VEJA TAMBÉM: O câncer de mama nos homens e em pessoas transexuais
IV. Reconheça a identidade de gênero do/da paciente.
É fundamental que os usuários das unidades de saúde sejam reconhecidos em sua identidade de gênero, ou com o gênero com o qual se identificam. Esse reconhecimento passa por atendimento acolhedor e informativo, de modo que, quando necessário, o/a paciente seja encaminhado/a à rede de atenção especializada para procedimentos de sua competência. Também passa pelo cuidado em caso de internação, em que pessoas trans devem ser alocadas em enfermarias compatíveis com sua identidade de gênero.
Essas práticas estimulam a confiança do/a usuário/a do sistema de saúde. Com isso, abre caminho para que pessoas trans passem a adotar uma postura mais cuidadosa diante de suas demandas na área de saúde, sentindo segurança para buscar atendimento sem medo do não-acolhimento ou do desrespeito a suas demandas.
V. É preciso lidar com as questões referentes às modificações corporais – seja a demanda por procedimentos do tipo ou a necessidade de administrar problemas causados por eles.
É comum que pessoas trans cheguem às unidades de saúde já tendo realizado algum procedimento de modificação corporal por conta própria. Por exemplo, geralmente mulheres transexuais usam hormônios femininos sem especificação médica e aplicam silicone industrial em diferentes partes do corpo.
Em homens trans, por outro lado, são comuns aquisição de testosterona em academias de ginástica e consumo de hormônios masculinos de origem animal para uso veterinário.

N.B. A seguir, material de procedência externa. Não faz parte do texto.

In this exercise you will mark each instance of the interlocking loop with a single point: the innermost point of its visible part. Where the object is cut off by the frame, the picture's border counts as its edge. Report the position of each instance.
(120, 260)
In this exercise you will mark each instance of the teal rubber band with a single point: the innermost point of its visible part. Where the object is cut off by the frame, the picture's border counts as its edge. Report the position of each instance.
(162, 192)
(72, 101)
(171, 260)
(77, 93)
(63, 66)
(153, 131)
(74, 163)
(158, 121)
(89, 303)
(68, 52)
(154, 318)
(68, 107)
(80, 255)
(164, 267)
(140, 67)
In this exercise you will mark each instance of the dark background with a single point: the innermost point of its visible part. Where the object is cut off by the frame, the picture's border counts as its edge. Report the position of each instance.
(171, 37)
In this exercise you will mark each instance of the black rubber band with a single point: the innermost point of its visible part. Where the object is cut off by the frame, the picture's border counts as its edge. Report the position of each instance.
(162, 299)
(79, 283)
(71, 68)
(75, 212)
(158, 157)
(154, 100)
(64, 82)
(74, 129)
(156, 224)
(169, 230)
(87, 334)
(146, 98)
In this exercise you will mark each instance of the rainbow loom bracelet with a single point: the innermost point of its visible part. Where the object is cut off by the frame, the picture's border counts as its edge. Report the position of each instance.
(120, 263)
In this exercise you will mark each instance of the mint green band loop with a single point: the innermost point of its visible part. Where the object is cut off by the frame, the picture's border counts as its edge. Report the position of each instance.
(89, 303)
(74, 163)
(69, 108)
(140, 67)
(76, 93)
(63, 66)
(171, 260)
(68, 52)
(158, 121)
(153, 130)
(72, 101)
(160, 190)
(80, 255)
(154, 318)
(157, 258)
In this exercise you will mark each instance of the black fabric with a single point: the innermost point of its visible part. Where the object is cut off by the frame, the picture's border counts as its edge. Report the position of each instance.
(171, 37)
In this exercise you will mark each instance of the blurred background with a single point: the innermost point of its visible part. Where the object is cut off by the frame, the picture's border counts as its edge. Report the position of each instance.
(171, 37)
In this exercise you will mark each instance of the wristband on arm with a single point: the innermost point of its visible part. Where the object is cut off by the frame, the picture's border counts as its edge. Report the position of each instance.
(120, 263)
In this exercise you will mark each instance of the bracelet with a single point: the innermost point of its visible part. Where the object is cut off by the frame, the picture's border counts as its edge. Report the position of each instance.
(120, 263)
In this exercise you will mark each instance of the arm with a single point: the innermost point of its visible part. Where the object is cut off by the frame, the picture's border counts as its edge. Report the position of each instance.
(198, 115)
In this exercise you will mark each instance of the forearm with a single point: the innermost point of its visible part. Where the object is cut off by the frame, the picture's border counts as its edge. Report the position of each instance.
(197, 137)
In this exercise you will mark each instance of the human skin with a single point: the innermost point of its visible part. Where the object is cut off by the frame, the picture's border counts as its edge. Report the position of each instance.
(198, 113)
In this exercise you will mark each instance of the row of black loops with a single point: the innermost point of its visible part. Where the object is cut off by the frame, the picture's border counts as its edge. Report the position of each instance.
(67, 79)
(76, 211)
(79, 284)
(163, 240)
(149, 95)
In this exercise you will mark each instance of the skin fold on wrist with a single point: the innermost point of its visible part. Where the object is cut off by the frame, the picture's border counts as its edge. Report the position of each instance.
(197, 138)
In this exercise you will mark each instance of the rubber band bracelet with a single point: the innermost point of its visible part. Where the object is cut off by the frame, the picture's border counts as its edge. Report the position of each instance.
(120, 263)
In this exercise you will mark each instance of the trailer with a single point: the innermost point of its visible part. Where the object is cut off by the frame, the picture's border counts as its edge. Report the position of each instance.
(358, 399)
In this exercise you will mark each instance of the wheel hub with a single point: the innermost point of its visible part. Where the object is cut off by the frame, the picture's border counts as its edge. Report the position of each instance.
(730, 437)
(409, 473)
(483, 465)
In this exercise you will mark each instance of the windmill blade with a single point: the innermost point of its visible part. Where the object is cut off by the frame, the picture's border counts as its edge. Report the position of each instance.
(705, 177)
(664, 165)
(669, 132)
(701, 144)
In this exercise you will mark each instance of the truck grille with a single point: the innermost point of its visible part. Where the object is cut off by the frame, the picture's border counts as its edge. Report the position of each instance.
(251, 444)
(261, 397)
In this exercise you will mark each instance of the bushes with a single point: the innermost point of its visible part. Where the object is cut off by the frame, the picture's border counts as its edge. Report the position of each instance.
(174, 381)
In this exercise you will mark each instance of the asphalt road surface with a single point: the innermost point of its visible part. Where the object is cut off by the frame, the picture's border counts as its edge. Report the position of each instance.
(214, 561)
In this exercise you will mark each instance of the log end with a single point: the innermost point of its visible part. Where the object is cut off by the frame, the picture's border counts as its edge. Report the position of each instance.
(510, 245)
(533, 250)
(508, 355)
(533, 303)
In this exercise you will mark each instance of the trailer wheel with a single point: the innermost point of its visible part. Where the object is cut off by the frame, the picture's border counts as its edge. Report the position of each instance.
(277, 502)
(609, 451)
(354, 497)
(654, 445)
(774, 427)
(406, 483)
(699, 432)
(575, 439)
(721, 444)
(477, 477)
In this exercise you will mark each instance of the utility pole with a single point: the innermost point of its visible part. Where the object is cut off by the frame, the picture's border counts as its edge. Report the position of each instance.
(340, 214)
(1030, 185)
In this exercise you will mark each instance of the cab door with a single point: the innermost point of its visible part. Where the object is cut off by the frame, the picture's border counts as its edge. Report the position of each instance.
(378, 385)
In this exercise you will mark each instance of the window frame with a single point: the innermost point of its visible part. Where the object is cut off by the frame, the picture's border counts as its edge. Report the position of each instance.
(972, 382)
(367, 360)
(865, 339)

Há relatos também de danos ao tecido mamário e ao músculo peitoral devido ao uso prolongado de faixas compressoras para disfarçar os seios.
Além da realização de procedimentos em condições pouco adequadas, o profissional de saúde pode se deparar também com casos de automutilação devido ao sofrimento do indivíduo por não se reconhecer no próprio corpo que possui.
VI. Lembre-se do princípio de integralidade proposto pelo SUS.
O princípio de integralidade proposto pelo Sistema Únido de Saúde (SUS) considera as dimensões biológica, cultural e social do usuário. Sendo assim, é fundamental que você, profissional de saúde, leve esses fatores em conta no atendimento a pessoas trans.
Os agravos à saúde de pessoas LGBT têm origem em determinantes sociais, devido às frequentes violações de direito de pessoas que são consideradas desviantes da sociedade devido à sua orientação ou identidade de gênero. Reconhecer esses danos abre caminho para a assistência integral na medida que entende o indivíduo em seu contexto biopsicossocial e permite intervenção adequada às demandas apresentadas.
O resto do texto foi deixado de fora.